Day 5) The hardware is re-installed and the weatherstripping is put back in and all the masking paper etc. is removed.
Does your finish have that shiny varnished look?
I can adjust the sheen from high gloss to flat with all in between. Typically my finish is a low gloss satin. That’s the most attractive in my opinion.
Are you different than a painter?
Yes, in many ways. I have specialized in clear coatings for over 40 years. Painters don’t typically have the skillset for specialty coatings. Some do and understand the difference between interior and exterior finishes and what lasts under different circumstances like exposures etc. but most don’t.
Are my doors worth refinishing? Why not just get new doors?
I would say more than nine out of ten doors that I’ve done are absolutely worth it.

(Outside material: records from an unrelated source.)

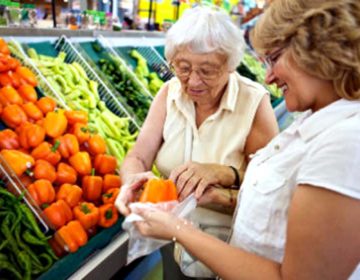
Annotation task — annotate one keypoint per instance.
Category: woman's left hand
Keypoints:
(158, 224)
(197, 177)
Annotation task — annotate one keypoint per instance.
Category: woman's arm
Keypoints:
(135, 170)
(323, 240)
(263, 129)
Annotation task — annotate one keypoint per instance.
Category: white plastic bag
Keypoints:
(139, 245)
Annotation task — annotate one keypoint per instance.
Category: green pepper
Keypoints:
(5, 265)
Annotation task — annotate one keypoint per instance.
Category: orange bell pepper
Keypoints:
(81, 132)
(108, 215)
(73, 234)
(81, 162)
(5, 79)
(13, 116)
(92, 187)
(111, 181)
(42, 192)
(87, 214)
(158, 190)
(68, 145)
(9, 140)
(105, 164)
(44, 170)
(31, 135)
(76, 116)
(71, 194)
(55, 123)
(3, 47)
(16, 80)
(58, 213)
(96, 145)
(26, 180)
(65, 174)
(28, 93)
(12, 63)
(46, 104)
(27, 75)
(47, 152)
(9, 95)
(110, 196)
(18, 161)
(32, 111)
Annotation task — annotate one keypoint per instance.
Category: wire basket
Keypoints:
(107, 46)
(43, 83)
(106, 94)
(156, 62)
(13, 183)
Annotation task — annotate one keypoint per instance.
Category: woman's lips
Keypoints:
(195, 91)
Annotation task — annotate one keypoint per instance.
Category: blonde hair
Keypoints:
(205, 30)
(323, 38)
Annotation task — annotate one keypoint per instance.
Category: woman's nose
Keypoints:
(194, 78)
(269, 77)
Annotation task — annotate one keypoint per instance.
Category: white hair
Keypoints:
(204, 30)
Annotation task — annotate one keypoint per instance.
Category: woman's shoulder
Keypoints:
(248, 86)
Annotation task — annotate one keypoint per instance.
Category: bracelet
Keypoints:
(237, 176)
(178, 228)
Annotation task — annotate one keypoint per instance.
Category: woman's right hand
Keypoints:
(129, 189)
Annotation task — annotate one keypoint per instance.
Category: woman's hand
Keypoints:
(219, 199)
(158, 224)
(197, 177)
(129, 189)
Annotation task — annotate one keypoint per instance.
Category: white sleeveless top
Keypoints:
(320, 149)
(221, 137)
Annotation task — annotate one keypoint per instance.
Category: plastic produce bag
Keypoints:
(139, 245)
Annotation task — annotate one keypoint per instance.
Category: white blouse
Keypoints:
(221, 137)
(320, 149)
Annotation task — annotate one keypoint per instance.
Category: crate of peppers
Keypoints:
(59, 166)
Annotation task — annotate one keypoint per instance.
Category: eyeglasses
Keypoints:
(271, 59)
(205, 73)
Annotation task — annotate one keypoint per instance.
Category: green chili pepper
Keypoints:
(22, 245)
(32, 221)
(5, 265)
(25, 262)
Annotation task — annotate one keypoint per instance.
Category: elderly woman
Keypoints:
(298, 211)
(205, 123)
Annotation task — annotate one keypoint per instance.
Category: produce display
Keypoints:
(115, 71)
(72, 85)
(259, 70)
(150, 79)
(24, 250)
(63, 170)
(66, 157)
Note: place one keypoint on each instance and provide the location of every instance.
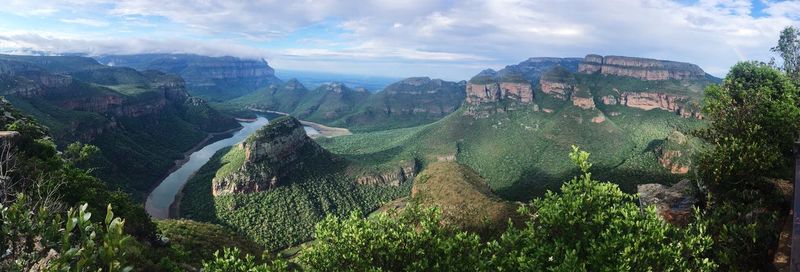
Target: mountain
(506, 141)
(514, 131)
(214, 78)
(142, 121)
(281, 180)
(330, 102)
(406, 103)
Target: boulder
(674, 204)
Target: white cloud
(428, 35)
(86, 22)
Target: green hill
(213, 78)
(142, 121)
(407, 103)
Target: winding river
(161, 198)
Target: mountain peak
(641, 68)
(269, 157)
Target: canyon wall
(271, 155)
(641, 68)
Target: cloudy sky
(451, 39)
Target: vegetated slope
(277, 184)
(407, 103)
(192, 242)
(515, 133)
(464, 198)
(214, 78)
(142, 121)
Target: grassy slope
(284, 216)
(463, 197)
(137, 151)
(522, 153)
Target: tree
(753, 119)
(413, 240)
(33, 238)
(594, 226)
(229, 261)
(788, 49)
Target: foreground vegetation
(286, 215)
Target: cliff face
(271, 155)
(214, 77)
(494, 92)
(641, 68)
(682, 105)
(406, 171)
(513, 84)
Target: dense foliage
(754, 118)
(414, 240)
(593, 226)
(289, 211)
(589, 226)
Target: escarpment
(406, 171)
(641, 68)
(212, 77)
(269, 157)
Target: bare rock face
(482, 98)
(673, 204)
(679, 104)
(406, 171)
(494, 92)
(641, 68)
(271, 155)
(585, 103)
(675, 153)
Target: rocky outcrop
(559, 90)
(641, 68)
(682, 105)
(673, 204)
(478, 94)
(406, 171)
(271, 155)
(225, 77)
(585, 103)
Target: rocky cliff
(513, 84)
(406, 171)
(271, 155)
(213, 77)
(641, 68)
(682, 105)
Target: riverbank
(324, 131)
(210, 138)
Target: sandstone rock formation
(559, 90)
(641, 68)
(394, 177)
(675, 153)
(585, 103)
(271, 154)
(224, 77)
(673, 204)
(682, 105)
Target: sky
(449, 39)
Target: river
(161, 198)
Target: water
(159, 200)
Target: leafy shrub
(593, 226)
(412, 241)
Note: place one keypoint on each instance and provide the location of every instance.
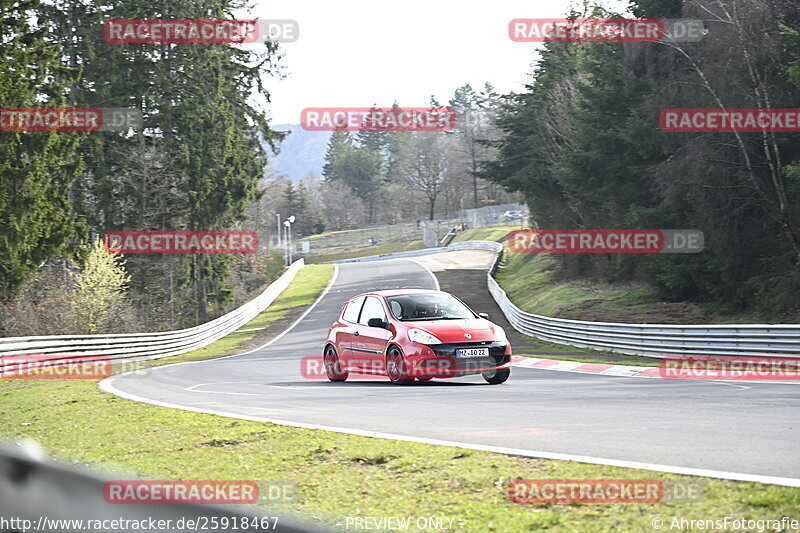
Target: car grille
(496, 355)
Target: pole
(290, 243)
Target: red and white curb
(607, 369)
(586, 368)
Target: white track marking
(427, 268)
(284, 332)
(107, 386)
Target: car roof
(399, 292)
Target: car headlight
(422, 337)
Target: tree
(37, 168)
(99, 290)
(422, 165)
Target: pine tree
(36, 168)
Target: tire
(333, 367)
(496, 377)
(396, 367)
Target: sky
(359, 53)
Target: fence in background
(133, 346)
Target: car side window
(372, 309)
(351, 311)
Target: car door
(369, 343)
(344, 335)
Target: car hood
(455, 331)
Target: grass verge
(340, 475)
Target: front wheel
(497, 376)
(332, 365)
(396, 367)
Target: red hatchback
(415, 333)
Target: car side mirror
(377, 323)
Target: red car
(415, 333)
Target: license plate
(473, 352)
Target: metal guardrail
(134, 346)
(654, 340)
(37, 494)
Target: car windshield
(410, 307)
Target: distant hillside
(302, 152)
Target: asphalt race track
(738, 431)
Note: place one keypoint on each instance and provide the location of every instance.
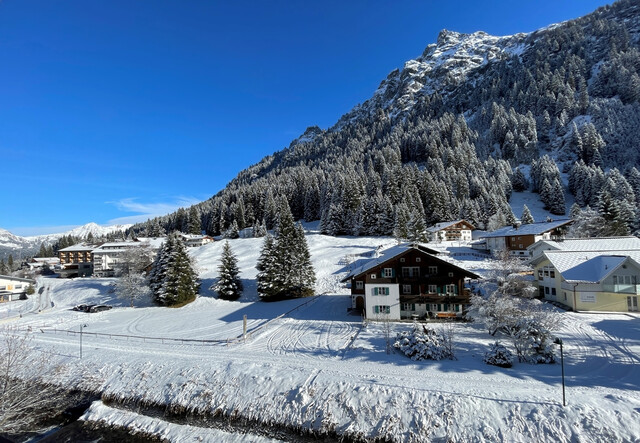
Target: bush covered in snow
(499, 355)
(423, 343)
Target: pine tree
(173, 279)
(285, 264)
(229, 285)
(194, 226)
(526, 217)
(266, 267)
(4, 269)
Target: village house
(591, 274)
(13, 288)
(517, 238)
(194, 241)
(408, 281)
(458, 230)
(107, 256)
(76, 260)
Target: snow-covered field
(320, 367)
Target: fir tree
(172, 278)
(266, 267)
(285, 264)
(229, 285)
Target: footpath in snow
(320, 368)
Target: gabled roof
(25, 280)
(444, 225)
(78, 248)
(397, 251)
(529, 229)
(589, 266)
(627, 243)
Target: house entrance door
(632, 303)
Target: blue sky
(115, 111)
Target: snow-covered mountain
(441, 137)
(22, 246)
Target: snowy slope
(319, 367)
(25, 246)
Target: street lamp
(558, 341)
(81, 327)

If the doors are finally at a place where they need to be refinished, chances are good that the doors were made well. Solid wood, no veneers and a good hardwood. I’m finding that most of the doors I’m seeing today are attractive but they are made up of different kinds of wood with a thin veneer over the entire door. This may or may not hold up as long as solid wood would. Also you don’t know what the finish is or how it will hold up over time. Many people are going for fiberglass. In my opinion, I would rather have a painted door than a fake wood grain looking door. There’s no substitute for real wood. Solid wood, well maintained can potentially last hundreds of years.
If you aren’t happy with the style of your door then of course you should get new.
Can I get the coating you use at the paint store or Home Depot?
No. The finish I use is linear polyurethane and it can only be purchased by a professional finisher from a marine supplier. It’s a two part finish that can be brushed but the best results are obtained with a special combination airless/air spray unit.
Are the finishes at Home Depot and the like just as strong?
No they’re not. The state of California has put many restrictions on the commercially available finishes in order to meet air quality standards. Consequently a lot of the varnishes have been reformulated or just eliminated. Most of what you can get now is water based acrylic. The jury is still out on how these products will hold up over time. What I’ve seen is that they don’t. I’ve refinished many doors that were just a couple of years old and have completely faded and broken down.
I have had people say “You’re expensive! I can get new doors for that much!”
Often people who say that haven’t necessarily looked into all the options. It’s probably true but just what are you getting? A main consideration is the idea of longevity, beauty, custom finish and color. You need to factor in the base cost of the doors plus installation plus hardware and compare what you get to what you already have. A new set of quality doors can easily run from $4500 to $12,000 and up. Lots of my clients have said “You were more expensive than I thought but I saved thousands of dollars having this done”.